Um herauszufinden, wie gut sich Personen in der Prodromalphase der PD durch Kombinationen von Anzeichen und Symptomen identifizieren lassen, schlossen Mario H. Flores-Torres von der Harvard T.H. Chan School of Public Health in Boston, USA, und Kollegen >6000 Männer in ihre Studie ein, die sie wiederholt auf wichtige prodromale Merkmale untersuchten und prospektiv auf die Entwicklung einer PD hin beobachteten. Als Messgrößen für prodromale PD definierten die Forschenden das gleichzeitige Auftreten von Verstopfung, einer wahrscheinlichen REM-Schlaf-Verhaltensstörung (pRBD) und Hyposmie sowie die Wahrscheinlichkeit einer prodromalen PD gemäß den Kriterien der Movement Disorders Society (MDS). Weitere Zielparameter der Studien waren der Verlauf und die Hetero­genität der prodromalen PD-Phase.

Von 6108 rekrutierten Studienteilnehmern wurde bei 103 während einer durchschnittlichen Nachbeobachtungszeit von 3,4 Jahren eine PD neu diagnostiziert. Männer mit Verstopfung, pRBD und Hyposmie hatten ein 23-fach höheres Risiko, in den folgenden 3 Jahren eine PD-Diagnose zu erhalten, als Männer ohne diese Merkmale (RR 23,35; 95­%-KI 10,62–51,33). Nach MDS-Kriterien war das Risiko für eine Parkinson-Diagnose bei Männern mit einer Wahrscheinlichkeit für eine prodromale Parkinson-Erkrankung von ≥0,8 fast 22-mal höher als bei Männern mit einer Wahrscheinlichkeit von <0,2 (RR 21,96; 95%-KI 11,17–43,17).

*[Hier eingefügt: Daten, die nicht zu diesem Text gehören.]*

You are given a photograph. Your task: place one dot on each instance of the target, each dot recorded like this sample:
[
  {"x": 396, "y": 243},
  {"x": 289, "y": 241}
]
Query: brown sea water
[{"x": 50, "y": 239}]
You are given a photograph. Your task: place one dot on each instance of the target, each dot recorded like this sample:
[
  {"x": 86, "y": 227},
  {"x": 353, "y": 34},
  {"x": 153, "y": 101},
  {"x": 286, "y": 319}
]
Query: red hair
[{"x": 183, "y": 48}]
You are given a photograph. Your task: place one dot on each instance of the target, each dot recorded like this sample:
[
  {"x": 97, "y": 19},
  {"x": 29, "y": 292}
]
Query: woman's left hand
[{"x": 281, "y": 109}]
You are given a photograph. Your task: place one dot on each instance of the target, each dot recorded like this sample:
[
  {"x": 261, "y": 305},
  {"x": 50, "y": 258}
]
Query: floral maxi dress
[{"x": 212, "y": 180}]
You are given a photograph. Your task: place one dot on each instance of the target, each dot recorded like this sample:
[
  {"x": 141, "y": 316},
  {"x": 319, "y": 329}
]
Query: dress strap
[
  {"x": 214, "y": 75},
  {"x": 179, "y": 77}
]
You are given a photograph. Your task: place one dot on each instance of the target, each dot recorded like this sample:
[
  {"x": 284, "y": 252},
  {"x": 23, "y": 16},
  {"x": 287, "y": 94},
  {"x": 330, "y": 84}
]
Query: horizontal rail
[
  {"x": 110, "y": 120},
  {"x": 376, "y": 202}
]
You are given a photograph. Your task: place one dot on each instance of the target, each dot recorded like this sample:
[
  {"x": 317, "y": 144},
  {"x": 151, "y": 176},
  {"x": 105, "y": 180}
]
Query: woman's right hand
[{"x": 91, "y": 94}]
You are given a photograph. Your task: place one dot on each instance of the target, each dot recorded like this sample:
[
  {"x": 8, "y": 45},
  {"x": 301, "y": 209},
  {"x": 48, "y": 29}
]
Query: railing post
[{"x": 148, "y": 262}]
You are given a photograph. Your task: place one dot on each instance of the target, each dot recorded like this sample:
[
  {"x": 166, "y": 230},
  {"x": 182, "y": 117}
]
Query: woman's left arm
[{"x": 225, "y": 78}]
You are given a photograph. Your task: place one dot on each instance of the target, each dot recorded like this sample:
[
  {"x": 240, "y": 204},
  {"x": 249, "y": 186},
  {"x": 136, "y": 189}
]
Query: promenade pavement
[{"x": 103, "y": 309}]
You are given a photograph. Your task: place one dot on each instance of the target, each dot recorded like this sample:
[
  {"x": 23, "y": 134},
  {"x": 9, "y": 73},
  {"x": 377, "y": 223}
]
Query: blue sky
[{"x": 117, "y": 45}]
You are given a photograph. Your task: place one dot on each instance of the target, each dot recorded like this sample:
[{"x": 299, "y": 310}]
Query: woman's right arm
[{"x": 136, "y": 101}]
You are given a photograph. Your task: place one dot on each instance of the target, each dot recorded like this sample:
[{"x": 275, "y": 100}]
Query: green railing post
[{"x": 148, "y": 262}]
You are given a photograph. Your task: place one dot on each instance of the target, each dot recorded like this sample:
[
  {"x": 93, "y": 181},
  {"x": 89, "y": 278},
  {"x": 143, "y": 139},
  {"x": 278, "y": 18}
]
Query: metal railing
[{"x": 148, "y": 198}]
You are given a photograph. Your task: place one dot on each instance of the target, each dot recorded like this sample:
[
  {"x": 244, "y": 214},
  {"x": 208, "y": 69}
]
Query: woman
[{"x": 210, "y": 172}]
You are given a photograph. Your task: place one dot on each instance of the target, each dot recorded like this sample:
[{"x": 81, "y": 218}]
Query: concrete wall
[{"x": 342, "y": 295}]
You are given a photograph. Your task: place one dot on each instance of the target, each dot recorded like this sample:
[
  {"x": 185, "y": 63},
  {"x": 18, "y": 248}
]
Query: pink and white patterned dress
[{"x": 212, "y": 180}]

Damit erreichten das gleichzeitige Auftreten der 3 nichtmotorischen Merkmale als auch eine MDS-basierte Wahrscheinlichkeit ≥0,8 vergleichbare prädiktive Werte, beide Parameter waren zudem stärkere Prädiktoren für PD als jedes der Merkmale für sich genommen. Wie die Autoren weiter berichten, konnten sie anhand der erhobenen Daten 2 prodromale PD-Subtypen identifizieren, die sich durch RBD und visuelle Beeinträchtigungen der Farbwahrnehmung unterscheiden ließen.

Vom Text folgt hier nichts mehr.